Bagian 3

89.3K 5.8K 133
                                    

"Iya besok beli. Rey mau beli di mana?"

Rio memilih menanggapi sambil mengangkat badan kecil Rey. Dia tidak tega untuk berdebat, mengingat hari sudah malam dan Rey terlihat mengantuk, terlebih lagi dengan cerita yang Rara sampaikan kalau satu hari ini sudah merajuk terus.

"Tanya Om Andra, Yah. Tadi katanya kalau mau ibu baru bisa beli," jawab Rey pelan. Kepalanya sudah menempel di bahu Rio. Suara nafas teratur juga sudah terdengar di telinga, jadi tadi Rey berbicara di ambang kesadaran.

Rio mengeram, ketika melewati Andra barulah dia berujar. "Ndra, kamu lama-lama nggak sopan ya sama saya? Urusan Vira belum beres, sekarang kamu racunin otak Rey sama ibu baru tinggal beli. Emangnya ada yang jual?"

Rara yang ada di seberang kursi melemparkan tatapan bertanya, sementara Andra hanya cengengesan. "Daripada Rey nangis terus, Bang. Kasihan," jawabnya santai.

Rio menggelangkan kepala tidak setuju, lalu matanya beralih kepada Rara. "Ra!"

"Ya, Bang?"

"Kamu ngidamnya yang lama. Cuekin aja ini Andra, nyesel Abang dulu nyari adik ipar kayak dia. Abang pulang dulu, wassalaamu'alaikum."

Rio berlalu dengan disambut kekehan Rara dan sungutan dari Andra. Lelaki itu tidak habis pikir kalau Andra yang dulu dengan mudah bisa dimanipulasi, sekarang justru semakin licik. Tatakrama sebagai senior dan kakak ipar terasa terabaikan karena dia sering mendapatkan suara serta pembelaan dari Rara atau pun Rey. Andra memang pintar cari muka, bukan?

**

Status sebagai single parent bukanlah status yang sulit bagi Rio. Semua bisa dia handle dengan sedikit bantuan dari Rara dan asisten yang membantu mengurus Rey. Masalahnya hanya ada satu, yaitu ketika Rey merajuk soal 'ibu', Rio akan langsung merasa dirinya sebagai ayah yang paling tidak berguna. Satu minggu yang lalu Rey memang mau ke sekolah lagi setelah iming-iming ibu baru yang dilakukan oleh Andra, bahkan sudah lupa dengan pembahasan tersebut. Namun tadi malam, Rey kembali merengek hanya karena kebanyakan teman-teman dijemput oleh ibunya masing-masing.

"Mas Rio, Mas Rey masih ndak mau mandi. Piye?" tanya Mbok Minah dengan sedikit aksen jawa yang masih tersisa.
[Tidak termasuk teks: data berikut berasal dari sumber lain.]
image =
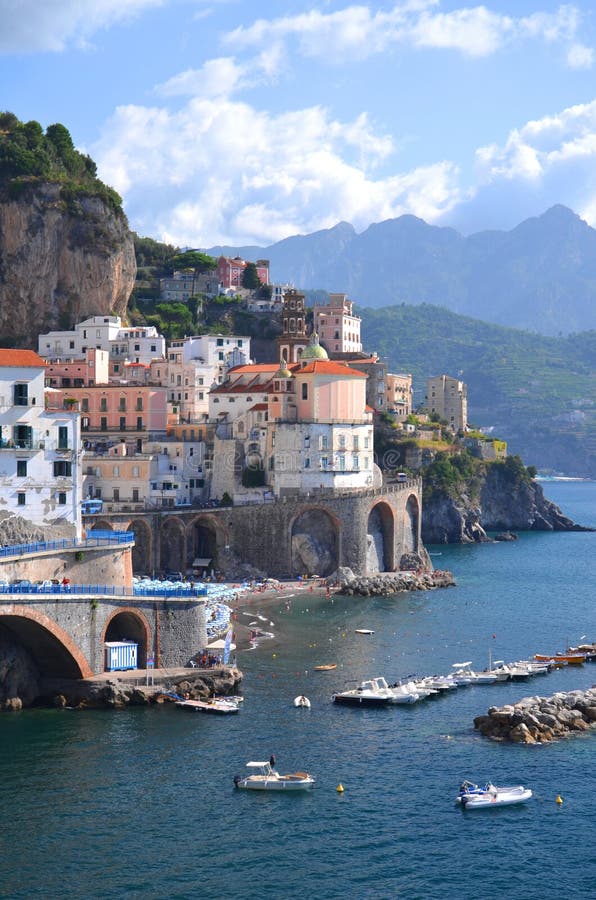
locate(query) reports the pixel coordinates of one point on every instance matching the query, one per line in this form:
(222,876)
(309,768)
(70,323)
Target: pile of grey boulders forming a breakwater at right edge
(536,720)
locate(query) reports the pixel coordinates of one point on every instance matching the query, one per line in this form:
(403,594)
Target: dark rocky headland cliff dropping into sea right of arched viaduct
(504,505)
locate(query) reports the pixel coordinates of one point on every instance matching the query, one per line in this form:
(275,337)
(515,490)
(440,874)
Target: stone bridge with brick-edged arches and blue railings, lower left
(60,629)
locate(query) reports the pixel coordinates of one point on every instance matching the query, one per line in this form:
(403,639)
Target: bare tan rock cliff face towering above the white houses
(60,262)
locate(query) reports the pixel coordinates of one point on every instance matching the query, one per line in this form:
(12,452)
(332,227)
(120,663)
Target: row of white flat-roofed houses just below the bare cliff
(139,345)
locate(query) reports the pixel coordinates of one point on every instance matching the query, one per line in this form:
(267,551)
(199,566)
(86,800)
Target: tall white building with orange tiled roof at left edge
(40,459)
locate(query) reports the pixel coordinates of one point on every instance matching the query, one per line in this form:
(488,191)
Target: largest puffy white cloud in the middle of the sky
(188,178)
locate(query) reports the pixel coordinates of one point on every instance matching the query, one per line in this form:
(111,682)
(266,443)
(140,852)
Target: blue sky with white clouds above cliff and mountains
(243,122)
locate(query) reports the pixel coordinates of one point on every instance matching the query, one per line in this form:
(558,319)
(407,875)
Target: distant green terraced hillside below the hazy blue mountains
(536,392)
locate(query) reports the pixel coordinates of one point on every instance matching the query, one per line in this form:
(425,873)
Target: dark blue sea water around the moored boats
(140,803)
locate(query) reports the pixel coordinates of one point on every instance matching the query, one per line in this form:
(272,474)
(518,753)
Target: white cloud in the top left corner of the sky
(28,26)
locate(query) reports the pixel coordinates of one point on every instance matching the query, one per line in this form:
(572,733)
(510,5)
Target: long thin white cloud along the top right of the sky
(357,32)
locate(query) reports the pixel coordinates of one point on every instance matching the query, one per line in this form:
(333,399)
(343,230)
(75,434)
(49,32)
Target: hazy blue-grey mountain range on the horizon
(540,276)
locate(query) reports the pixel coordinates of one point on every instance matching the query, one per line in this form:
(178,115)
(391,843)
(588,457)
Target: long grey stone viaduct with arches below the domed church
(368,530)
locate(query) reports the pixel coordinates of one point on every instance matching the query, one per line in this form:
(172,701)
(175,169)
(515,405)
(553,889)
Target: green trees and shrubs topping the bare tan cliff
(29,156)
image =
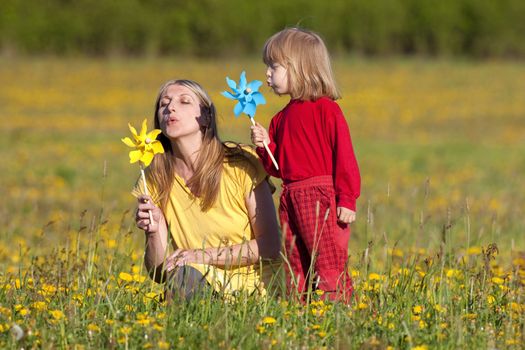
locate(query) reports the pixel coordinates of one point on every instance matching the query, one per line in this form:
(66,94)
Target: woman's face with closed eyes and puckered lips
(179,112)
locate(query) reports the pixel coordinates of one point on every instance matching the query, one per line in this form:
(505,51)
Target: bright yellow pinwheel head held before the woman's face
(145,144)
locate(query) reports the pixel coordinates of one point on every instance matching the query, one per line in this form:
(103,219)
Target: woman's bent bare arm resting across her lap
(265,245)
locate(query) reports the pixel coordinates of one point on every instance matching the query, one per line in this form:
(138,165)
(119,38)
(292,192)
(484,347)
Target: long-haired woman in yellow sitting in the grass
(212,198)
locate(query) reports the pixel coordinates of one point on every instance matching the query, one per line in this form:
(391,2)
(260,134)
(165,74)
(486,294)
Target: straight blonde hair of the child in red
(304,55)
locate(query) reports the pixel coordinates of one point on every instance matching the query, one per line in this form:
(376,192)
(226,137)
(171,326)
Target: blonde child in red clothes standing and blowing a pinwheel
(311,142)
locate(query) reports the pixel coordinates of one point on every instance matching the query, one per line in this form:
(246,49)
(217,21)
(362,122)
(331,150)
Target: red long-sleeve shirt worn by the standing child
(311,138)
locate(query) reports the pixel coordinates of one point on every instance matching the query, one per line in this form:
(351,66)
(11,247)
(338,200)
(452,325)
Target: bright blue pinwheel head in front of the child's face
(246,94)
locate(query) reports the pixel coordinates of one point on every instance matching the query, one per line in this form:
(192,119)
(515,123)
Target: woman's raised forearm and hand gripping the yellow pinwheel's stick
(156,236)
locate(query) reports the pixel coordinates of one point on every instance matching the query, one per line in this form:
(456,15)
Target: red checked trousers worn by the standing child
(316,244)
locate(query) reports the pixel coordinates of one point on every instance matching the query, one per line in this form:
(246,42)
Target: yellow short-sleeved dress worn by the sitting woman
(225,224)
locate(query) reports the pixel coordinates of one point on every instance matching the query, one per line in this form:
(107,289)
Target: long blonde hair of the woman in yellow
(205,182)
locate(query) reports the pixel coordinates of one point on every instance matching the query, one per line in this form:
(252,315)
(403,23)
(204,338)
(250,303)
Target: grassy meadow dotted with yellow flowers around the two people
(437,252)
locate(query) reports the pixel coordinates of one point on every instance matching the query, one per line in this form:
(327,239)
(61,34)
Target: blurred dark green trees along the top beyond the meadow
(479,28)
Rio yang baru saja selesai mandi langsung menyampirkan handuknya di leher. "Biar saya yang bicara sama dia, Mbok."

Rio berhenti tepat di belakang sofa, tempat Rey bergulung dengan guling dan remote di tangan. Kepala Rey fokus melihat layar televisi yang menampilkan acara kartun favoritnya. Dia kesal, ingin memaksa Rey untuk segera bergegas ke sekolah, tetapi hati kecilnya melarang. Bagaimanapun juga Rey tidaklah sempurna dan ketidaksempurnaan itulah yang membuat anaknya tidak mau pergi ke sekolah. Satu hal yang belum bisa Rio penuhi hingga detik ini, kesempurnaan dalam keluarga.

"Rey, sekolah ya, Bang?" tawa Rio setelah mengambil duduk di atas kepala Rey. Dia letakkan kepala kecil itu di atas pangkuannya.

Rey menggelengkan kepala tanpa mau repot untuk membuka mulut.

"Terus kalau nggak sekolah Rey mau ngapain? Di rumah saja sama Mbok?"

Kepala kecil itu kembali menggeleng, tetapi mulutnya masih tetap tertutup rapat.

"Ya sudah, kalau begitu hari ini Rey sama Nte Rara saja, ya?"

Hening.

"Rey," panggil Rio dengan sabar.

"Rey ikut Ayah kerja, ya?" tanya Rey sambil menengadahkan kepala, menatap penuh harap kepada sang Ayah.

"Nanti Rey bosan."

"Ndak, Rey bawa mobil-mobilan."

Rio menghela nafas panjang, hal yang akhir-akhir ini sering dia lakukan. "Ya sudah, tapi nanti Rey main sama Mbok Minah di ruang tunggu, nggak boleh ganggu Ayah."